Persistence & Time Travel

Overview

StateGraph automatically saves execution state at every step, enabling powerful features:

🔄 Resume from failures - Restart where you left off
🕐 Time travel - Access any historical state
🌳 Fork execution - Create alternative timelines
💾 Multi-session - Continue conversations across sessions
🧵 Isolated threads - Independent execution histories

Checkpointers

Checkpointers store graph state. Choose based on your needs:

Checkpointer	Storage	Use Case	Persistence
`MemorySaver`	In-memory	Development, testing	Lost on restart
`SqliteCheckpointer`	SQLite file	Production, local apps	Survives restarts

Using MemorySaver

Perfect for development and testing:

from upsonic.graphv2 import StateGraph, MemorySaver

builder = StateGraph(MyState)
# ... add nodes and edges ...

checkpointer = MemorySaver()
graph = builder.compile(checkpointer=checkpointer)

Using SqliteCheckpointer

For persistent storage across restarts:

import sqlite3
from upsonic.graphv2 import StateGraph, SqliteCheckpointer

# Create or open database
conn = sqlite3.connect("graph_checkpoints.db")

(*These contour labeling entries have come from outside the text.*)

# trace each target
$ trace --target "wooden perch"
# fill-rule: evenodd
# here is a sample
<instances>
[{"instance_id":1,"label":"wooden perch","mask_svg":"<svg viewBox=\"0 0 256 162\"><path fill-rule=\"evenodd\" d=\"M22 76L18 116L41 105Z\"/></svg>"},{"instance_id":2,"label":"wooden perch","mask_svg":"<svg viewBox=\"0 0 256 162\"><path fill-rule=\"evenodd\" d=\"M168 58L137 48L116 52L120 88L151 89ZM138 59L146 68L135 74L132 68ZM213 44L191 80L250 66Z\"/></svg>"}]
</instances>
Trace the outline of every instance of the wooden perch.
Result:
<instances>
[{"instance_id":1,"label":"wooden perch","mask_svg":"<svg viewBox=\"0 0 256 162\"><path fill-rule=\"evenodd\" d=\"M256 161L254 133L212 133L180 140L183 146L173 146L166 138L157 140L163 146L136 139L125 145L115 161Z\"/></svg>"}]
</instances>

checkpointer = SqliteCheckpointer(conn)
graph = builder.compile(checkpointer=checkpointer)

SqliteCheckpointer automatically creates necessary tables on first use.

Threads

Threads organize independent execution histories. Each thread has its own state and checkpoint history.

Basic Threading

from upsonic.graphv2 import StateGraph, MemorySaver

graph = builder.compile(checkpointer=MemorySaver())

# Thread 1 - User conversation
config1 = {"configurable": {"thread_id": "user-123"}}
result1 = graph.invoke(initial_state, config=config1)

# Thread 2 - Different user
config2 = {"configurable": {"thread_id": "user-456"}}
result2 = graph.invoke(initial_state, config=config2)

# Threads are completely isolated

Use thread IDs that make sense for your domain: user IDs, session IDs, conversation IDs, etc.

Multi-Turn Conversations

Each invocation with the same thread continues from the last checkpoint:

from typing import Annotated, List
from typing_extensions import TypedDict
import operator

class ChatState(TypedDict):
    messages: Annotated[List[str], operator.add]
    turn_count: Annotated[int, lambda a, b: a + b]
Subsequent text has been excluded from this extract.